Film series
122 E. Chatham St., Cary. $5.
919-462-2051, www.thecarytheater.com
▪ Art House Theater Day, a celebration of film, film makers and art house theaters, Sept. 24, 2 p.m. Local film presentation, 7 p.m. showing of “Danny Says” and a live stream Q&A, 9 p.m., showing of “Time Bandits.”
▪ Science on Screen, 7 p.m., Oct. 14, screening of “Shaun of the Dead,” followed by lecture “Is there a scientific basis for the zombie virus craze?”
Carolina Theater
309 W. Morgan St., Durham.
919-560-3030, www.carolinatheatre.org
▪ The nonprofit has a retro film series where it shows films from 1920-1996 in various genres: horror and action adventure, war, westerns, mysteries, comedies, musicals, animation and tearjerkers). A retro pass is $75 and good for all films, tickets for double features are $9.

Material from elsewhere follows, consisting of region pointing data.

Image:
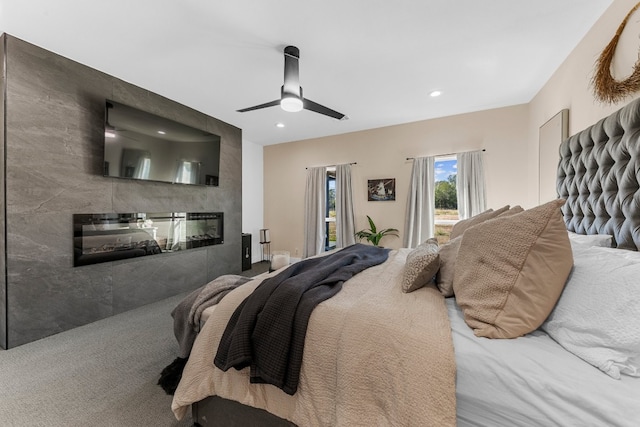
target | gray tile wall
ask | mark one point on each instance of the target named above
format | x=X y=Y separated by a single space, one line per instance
x=54 y=138
x=3 y=281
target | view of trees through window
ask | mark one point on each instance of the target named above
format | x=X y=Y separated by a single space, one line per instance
x=446 y=201
x=446 y=197
x=330 y=217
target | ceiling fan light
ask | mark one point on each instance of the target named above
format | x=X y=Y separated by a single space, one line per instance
x=291 y=104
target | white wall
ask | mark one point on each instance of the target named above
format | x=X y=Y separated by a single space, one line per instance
x=252 y=195
x=382 y=153
x=570 y=86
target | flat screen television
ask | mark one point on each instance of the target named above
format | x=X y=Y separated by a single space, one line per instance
x=144 y=146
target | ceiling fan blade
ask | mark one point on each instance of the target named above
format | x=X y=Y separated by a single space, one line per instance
x=307 y=104
x=257 y=107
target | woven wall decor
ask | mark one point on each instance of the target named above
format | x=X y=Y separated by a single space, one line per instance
x=605 y=87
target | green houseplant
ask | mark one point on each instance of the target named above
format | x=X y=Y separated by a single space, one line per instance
x=373 y=234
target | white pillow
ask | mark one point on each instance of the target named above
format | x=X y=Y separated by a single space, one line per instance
x=597 y=317
x=604 y=240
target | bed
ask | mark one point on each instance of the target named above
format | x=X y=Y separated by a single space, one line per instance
x=531 y=318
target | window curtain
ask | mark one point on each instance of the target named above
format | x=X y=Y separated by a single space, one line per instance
x=472 y=197
x=314 y=211
x=420 y=203
x=345 y=224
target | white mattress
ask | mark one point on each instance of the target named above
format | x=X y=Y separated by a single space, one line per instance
x=532 y=381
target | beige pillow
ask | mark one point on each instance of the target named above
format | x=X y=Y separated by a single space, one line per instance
x=461 y=226
x=421 y=266
x=510 y=271
x=449 y=251
x=448 y=254
x=514 y=210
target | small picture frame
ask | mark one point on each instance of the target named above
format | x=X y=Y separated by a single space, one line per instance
x=379 y=190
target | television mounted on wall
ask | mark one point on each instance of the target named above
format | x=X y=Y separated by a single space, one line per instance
x=140 y=145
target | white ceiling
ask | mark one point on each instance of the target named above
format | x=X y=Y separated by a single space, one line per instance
x=374 y=60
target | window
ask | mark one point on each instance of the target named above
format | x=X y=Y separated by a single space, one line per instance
x=330 y=215
x=446 y=197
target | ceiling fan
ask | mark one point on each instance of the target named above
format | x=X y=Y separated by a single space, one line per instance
x=291 y=98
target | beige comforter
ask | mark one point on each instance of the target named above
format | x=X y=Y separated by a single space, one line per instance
x=373 y=356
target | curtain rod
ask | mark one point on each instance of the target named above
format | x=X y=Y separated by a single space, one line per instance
x=330 y=166
x=449 y=154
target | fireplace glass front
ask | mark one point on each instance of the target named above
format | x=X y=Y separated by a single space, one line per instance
x=115 y=236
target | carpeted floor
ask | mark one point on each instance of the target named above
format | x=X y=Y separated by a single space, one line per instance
x=102 y=374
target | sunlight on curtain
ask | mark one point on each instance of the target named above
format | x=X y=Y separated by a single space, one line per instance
x=472 y=197
x=176 y=231
x=420 y=203
x=314 y=212
x=345 y=224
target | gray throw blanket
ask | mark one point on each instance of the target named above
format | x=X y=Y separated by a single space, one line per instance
x=267 y=330
x=186 y=315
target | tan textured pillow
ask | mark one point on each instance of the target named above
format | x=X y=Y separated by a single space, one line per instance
x=510 y=271
x=448 y=255
x=449 y=251
x=461 y=226
x=421 y=266
x=514 y=210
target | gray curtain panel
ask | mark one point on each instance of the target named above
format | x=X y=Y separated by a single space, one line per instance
x=314 y=211
x=472 y=194
x=420 y=203
x=345 y=224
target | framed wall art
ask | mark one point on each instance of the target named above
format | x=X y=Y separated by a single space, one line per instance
x=381 y=189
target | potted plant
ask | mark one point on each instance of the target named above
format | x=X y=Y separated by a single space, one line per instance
x=373 y=234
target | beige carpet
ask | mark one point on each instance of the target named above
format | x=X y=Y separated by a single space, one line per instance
x=102 y=374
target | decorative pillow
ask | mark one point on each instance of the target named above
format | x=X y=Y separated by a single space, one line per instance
x=603 y=240
x=597 y=315
x=510 y=271
x=421 y=266
x=462 y=225
x=449 y=253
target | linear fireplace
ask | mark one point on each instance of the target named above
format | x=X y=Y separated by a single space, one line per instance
x=114 y=236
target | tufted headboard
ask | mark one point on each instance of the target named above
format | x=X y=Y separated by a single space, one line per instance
x=599 y=176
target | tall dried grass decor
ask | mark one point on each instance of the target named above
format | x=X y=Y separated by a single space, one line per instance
x=605 y=87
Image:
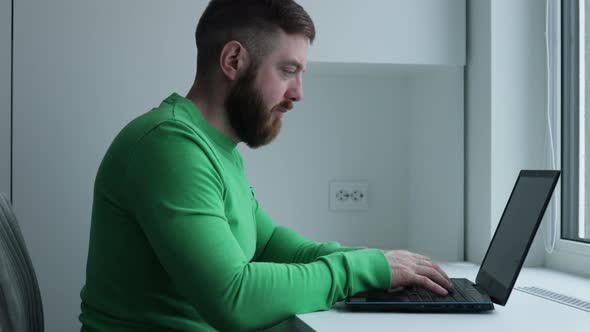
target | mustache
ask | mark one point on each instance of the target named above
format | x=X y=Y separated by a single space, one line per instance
x=287 y=104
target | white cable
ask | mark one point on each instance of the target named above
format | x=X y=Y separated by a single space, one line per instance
x=552 y=223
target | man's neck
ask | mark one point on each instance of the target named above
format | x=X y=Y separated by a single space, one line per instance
x=210 y=104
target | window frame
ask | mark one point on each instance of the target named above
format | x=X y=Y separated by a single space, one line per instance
x=569 y=255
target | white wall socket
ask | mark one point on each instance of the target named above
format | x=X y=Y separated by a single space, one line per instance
x=349 y=195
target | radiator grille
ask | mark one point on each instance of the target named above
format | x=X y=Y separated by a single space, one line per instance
x=556 y=297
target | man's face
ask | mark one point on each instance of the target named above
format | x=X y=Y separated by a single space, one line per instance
x=257 y=101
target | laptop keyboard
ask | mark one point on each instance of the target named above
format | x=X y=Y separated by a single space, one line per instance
x=461 y=294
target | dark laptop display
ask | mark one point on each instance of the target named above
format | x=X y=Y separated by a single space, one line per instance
x=500 y=268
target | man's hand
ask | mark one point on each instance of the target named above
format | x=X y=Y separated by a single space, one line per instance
x=408 y=268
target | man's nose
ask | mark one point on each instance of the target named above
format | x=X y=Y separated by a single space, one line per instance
x=295 y=91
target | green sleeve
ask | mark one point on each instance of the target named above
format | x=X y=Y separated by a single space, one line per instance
x=176 y=195
x=280 y=244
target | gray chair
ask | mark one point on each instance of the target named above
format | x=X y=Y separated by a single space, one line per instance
x=21 y=309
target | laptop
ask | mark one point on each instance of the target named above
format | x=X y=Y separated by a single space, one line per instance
x=501 y=265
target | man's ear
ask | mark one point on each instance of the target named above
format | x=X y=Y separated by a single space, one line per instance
x=233 y=59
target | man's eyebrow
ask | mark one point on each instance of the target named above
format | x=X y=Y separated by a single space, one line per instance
x=293 y=63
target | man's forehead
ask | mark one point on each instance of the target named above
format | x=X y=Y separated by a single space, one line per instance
x=292 y=50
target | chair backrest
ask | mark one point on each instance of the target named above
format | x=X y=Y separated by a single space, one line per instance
x=21 y=309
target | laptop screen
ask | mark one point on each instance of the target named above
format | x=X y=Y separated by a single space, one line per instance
x=517 y=227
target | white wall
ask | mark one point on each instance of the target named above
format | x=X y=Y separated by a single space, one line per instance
x=436 y=162
x=389 y=31
x=348 y=127
x=5 y=50
x=505 y=112
x=399 y=129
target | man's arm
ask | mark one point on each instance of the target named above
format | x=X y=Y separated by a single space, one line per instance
x=283 y=245
x=177 y=198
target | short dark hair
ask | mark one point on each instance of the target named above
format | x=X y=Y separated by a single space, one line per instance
x=253 y=23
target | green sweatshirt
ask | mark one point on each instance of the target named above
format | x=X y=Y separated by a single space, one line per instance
x=179 y=242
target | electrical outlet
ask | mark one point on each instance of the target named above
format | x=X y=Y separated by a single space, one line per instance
x=349 y=195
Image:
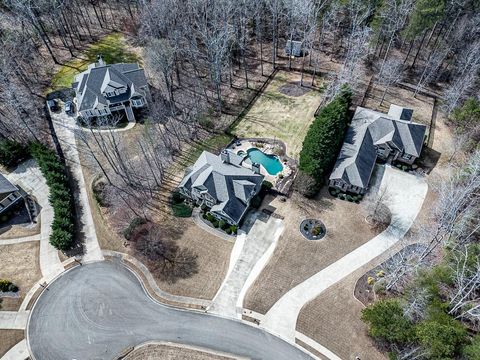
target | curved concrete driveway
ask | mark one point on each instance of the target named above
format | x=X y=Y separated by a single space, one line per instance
x=97 y=310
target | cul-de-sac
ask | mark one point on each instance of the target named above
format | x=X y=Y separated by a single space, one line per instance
x=240 y=179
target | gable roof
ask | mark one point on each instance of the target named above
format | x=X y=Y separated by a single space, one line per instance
x=99 y=78
x=368 y=129
x=6 y=186
x=230 y=184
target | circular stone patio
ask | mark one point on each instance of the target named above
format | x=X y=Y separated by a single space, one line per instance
x=312 y=229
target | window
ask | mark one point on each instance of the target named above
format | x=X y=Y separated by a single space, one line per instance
x=137 y=102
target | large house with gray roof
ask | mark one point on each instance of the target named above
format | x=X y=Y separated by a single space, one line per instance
x=104 y=89
x=10 y=195
x=374 y=135
x=224 y=183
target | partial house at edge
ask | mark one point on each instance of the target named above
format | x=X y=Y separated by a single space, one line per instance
x=222 y=183
x=104 y=89
x=9 y=194
x=374 y=135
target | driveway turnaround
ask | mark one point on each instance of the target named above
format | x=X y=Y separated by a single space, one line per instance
x=404 y=197
x=258 y=245
x=65 y=129
x=30 y=178
x=97 y=310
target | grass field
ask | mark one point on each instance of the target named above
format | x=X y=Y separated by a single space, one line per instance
x=20 y=264
x=113 y=48
x=281 y=116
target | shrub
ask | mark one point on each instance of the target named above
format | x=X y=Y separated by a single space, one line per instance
x=267 y=185
x=256 y=201
x=210 y=217
x=306 y=184
x=441 y=336
x=182 y=210
x=177 y=198
x=317 y=230
x=472 y=350
x=222 y=224
x=61 y=198
x=12 y=152
x=387 y=322
x=6 y=286
x=134 y=223
x=325 y=137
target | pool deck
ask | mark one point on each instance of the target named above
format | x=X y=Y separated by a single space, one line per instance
x=268 y=149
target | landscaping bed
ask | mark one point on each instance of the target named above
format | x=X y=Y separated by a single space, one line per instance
x=370 y=287
x=222 y=225
x=313 y=229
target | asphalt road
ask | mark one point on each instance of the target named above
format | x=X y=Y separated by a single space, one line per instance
x=96 y=311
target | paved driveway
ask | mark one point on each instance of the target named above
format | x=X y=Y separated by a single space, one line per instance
x=249 y=256
x=405 y=195
x=96 y=310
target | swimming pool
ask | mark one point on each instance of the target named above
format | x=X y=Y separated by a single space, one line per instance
x=269 y=162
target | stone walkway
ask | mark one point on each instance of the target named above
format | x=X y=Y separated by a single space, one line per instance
x=406 y=194
x=65 y=130
x=29 y=177
x=249 y=256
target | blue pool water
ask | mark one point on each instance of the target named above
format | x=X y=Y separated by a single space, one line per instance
x=269 y=162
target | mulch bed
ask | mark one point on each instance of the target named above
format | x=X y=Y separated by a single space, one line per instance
x=363 y=290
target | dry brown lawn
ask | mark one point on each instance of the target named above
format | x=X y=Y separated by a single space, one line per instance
x=276 y=115
x=166 y=352
x=295 y=259
x=422 y=105
x=8 y=339
x=333 y=320
x=19 y=264
x=16 y=231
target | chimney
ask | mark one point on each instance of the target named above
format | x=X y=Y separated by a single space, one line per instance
x=225 y=156
x=256 y=168
x=100 y=61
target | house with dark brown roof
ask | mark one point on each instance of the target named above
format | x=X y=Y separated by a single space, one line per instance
x=373 y=135
x=104 y=89
x=224 y=183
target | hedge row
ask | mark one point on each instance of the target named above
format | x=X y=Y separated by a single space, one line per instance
x=61 y=198
x=12 y=152
x=323 y=141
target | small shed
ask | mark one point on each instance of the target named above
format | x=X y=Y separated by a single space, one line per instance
x=400 y=113
x=294 y=48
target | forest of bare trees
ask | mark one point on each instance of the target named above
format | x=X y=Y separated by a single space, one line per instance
x=206 y=59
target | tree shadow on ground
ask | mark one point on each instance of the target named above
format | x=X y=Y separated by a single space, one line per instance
x=156 y=245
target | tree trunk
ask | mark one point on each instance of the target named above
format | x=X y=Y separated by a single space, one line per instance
x=419 y=48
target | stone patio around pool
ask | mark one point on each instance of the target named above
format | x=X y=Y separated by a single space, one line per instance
x=282 y=180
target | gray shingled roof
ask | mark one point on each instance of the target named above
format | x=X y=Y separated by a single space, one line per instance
x=6 y=186
x=357 y=156
x=230 y=184
x=99 y=78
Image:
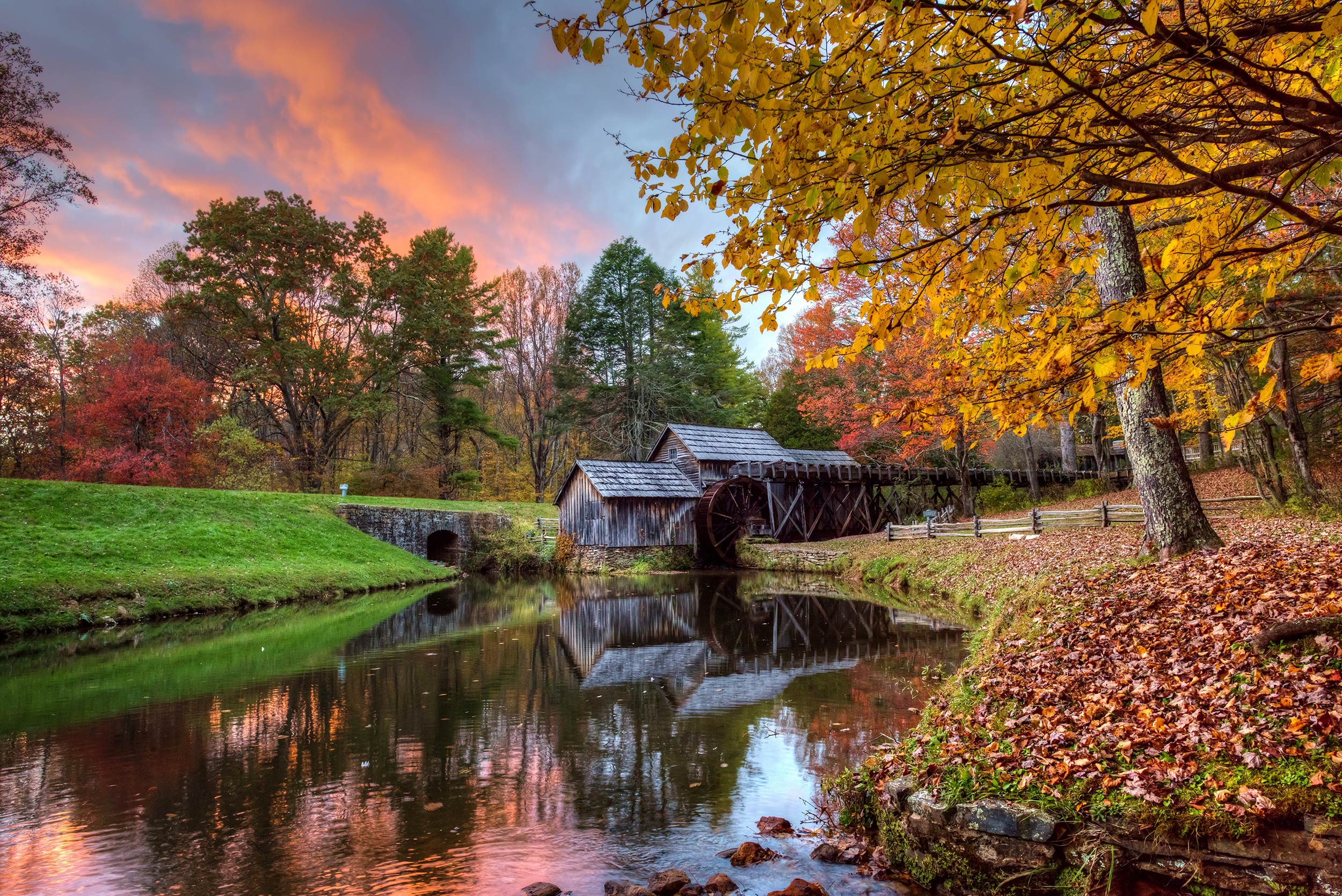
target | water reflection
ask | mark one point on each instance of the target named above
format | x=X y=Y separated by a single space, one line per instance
x=466 y=741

▪ Splatterflix, Sept. 30-Oct. 2 features 13 films, including “An American Werewolf in London,” Exorcist II: The Heretic,” “The Prowler,” “Humanoids from the Deep,” “Wolfen” and John Carpenter’s “Halloween.” 10 passes are $75, individual tickets are $9.
▪ Shakespeare’s Globe on Screen, features “Measure for Measure,” Sept. 11 and Sept. 14, “The Merchant of Venice,” Oct. 16 and Oct. 19 and “Richard II,” Nov. 6 and Nov. 9. Sundays at 2 p.m. and Wednesdays at 7:30 p.m. Tickets are $14 each.
Cinema Inc.
Nonprofit film society showing classic features. Films shown at 7 p.m. on the second Sunday of each month, Rialto Theatre, 1620 Glenwood Ave., Raleigh. www.cinema-inc.org
▪ The 12 films for the 2016-17 season include “High Noon” (Sept. 11), “Spoorloos” (Oct. 9), “All That Jazz” (Nov. 13) and “Rififi” (Dec. 11). Season tickets are $20.
Film Shorts in the Park
John Chavis Memorial Park, 505 Martin Luther King, Jr. Blvd., Raleigh.
Picnics welcome. No alcohol permitted. Lawn chairs or blankets recommended
▪ Outdoor movies by Triangle film makers: Patrick Shanahan’s “The No Hand King,” a documentary about Rodney Hines who has been riding no-hand wheelies in Raleigh for more than 10 years as he tries to set the world record for the longest no-hand wheelie: 16 miles. Kimberly Best’s “That Deputy Sheriff Might Surprise You,” the story of Lucy Zastrow, who in 1979 became the first female deputy in the Durham County Sheriff’s Office. 7:30 p.m., Sept. 8. Free.
Stone Center
150 South Road, Chapel Hill. Free.
919-962-9001
www.stonecenter.unc.edu
▪ Diaspora Festival of Black and Independent Film: Theme is “Stolen Moments … Imagining the Black Subject,” with films from across the diaspora including the US, Niger, Haiti, Jamaica, Brazil, Trinidad and Tobago, France, Angola, and Cuba. Oct. 11-Oct. 15. Free.